According to its own regulations, Labour should be selecting its list so that women are expected to win at least 50% of its seats. This so-called “man ban” has not eventuated, as Labour will be assuming they’ll win both those key electorates, which means they need to make up four women in the party vote from current polling. The earliest they could do this would be to win exactly another 15 seats, (ie. 51 total, enough that they could govern with just the Greens in their coalition) which would require roughly a 41.5% Party Vote for Labour, assuming all of the votes were gained off National. That’s a 12% bump from current polling, something which would basically require Bill English to completely gaffe up the campaign, like claiming the Labour Party aren’t mainstream enough, or undermining our nuclear free-status, or simply being as racist as he was last time he was National Leader.
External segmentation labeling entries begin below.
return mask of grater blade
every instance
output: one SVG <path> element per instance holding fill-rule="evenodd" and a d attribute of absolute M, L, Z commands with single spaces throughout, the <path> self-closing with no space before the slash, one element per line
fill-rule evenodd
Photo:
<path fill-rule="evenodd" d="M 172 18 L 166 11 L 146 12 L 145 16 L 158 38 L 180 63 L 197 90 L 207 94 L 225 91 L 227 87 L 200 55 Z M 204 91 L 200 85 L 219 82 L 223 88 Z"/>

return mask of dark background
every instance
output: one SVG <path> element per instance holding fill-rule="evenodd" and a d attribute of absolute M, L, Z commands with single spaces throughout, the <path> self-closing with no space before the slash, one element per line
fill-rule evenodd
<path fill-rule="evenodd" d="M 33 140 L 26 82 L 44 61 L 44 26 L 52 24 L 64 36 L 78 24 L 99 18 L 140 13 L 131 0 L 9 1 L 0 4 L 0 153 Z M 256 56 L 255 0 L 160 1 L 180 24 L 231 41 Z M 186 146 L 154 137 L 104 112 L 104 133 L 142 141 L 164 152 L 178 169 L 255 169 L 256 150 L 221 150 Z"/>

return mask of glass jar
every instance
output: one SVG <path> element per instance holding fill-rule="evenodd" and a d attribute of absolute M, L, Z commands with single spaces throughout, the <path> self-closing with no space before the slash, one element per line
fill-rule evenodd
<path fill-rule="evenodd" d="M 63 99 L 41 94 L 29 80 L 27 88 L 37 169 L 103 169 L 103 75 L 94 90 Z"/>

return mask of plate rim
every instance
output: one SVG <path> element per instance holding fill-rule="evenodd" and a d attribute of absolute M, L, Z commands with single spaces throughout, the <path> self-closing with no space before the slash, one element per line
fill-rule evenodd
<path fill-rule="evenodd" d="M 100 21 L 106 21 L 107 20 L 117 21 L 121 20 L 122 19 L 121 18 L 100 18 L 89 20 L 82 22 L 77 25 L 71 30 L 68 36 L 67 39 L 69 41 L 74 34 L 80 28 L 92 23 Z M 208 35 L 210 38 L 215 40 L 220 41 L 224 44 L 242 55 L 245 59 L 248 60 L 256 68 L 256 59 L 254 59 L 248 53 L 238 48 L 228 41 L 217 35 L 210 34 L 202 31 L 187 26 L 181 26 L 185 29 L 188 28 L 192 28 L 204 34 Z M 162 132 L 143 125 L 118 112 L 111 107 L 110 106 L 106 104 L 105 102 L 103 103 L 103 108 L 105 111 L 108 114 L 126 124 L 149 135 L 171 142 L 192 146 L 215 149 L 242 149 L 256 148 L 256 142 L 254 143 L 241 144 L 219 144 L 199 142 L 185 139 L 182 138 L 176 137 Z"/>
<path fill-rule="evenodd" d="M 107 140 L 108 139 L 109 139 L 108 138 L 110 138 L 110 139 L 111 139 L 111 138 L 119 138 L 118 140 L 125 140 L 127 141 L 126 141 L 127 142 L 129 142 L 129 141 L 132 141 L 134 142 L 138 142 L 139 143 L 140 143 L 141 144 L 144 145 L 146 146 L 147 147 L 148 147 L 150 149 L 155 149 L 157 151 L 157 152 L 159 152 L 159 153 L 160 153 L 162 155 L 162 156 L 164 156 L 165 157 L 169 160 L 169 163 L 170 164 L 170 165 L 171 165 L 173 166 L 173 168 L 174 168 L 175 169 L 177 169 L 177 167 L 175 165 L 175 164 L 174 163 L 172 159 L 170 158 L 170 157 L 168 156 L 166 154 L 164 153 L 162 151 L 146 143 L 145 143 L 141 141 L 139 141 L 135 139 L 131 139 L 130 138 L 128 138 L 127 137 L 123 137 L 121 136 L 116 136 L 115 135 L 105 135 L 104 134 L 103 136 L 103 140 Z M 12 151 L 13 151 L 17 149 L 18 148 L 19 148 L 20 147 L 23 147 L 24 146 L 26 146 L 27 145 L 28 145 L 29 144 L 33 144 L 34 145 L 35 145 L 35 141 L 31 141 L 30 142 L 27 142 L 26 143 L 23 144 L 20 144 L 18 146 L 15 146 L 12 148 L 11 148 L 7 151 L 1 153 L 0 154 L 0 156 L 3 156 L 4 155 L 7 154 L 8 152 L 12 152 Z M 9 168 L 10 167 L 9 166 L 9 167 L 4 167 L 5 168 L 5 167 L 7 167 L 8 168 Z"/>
Labour shouldn’t have to rely on National screwing up their campaign to elect enough women to get a reasonably balanced caucus, especially as women are a key constituency for Labour, especially as they are a fair amount of the unionised workforce nowadays.

The Herald seems to have run the same calculation I have to determine list eligibility, as they note that a party vote returning 40 Labour seats, which with current polling is about 33%, (which is about 1% higher than the error bars on their current polling, so a difficult result to get even if Labour is under-polling this election) would be required to elect Mallard as a list MP. This almost has me hoping that we don’t move too far from current polling and end up with a NZ First-Green-Labour government, as I suspect this election would be Mallard’s last if he doesn’t make it in, and Labour desperately needs to shed some of the dead wood that’s still somehow making it into the top 40 list positions.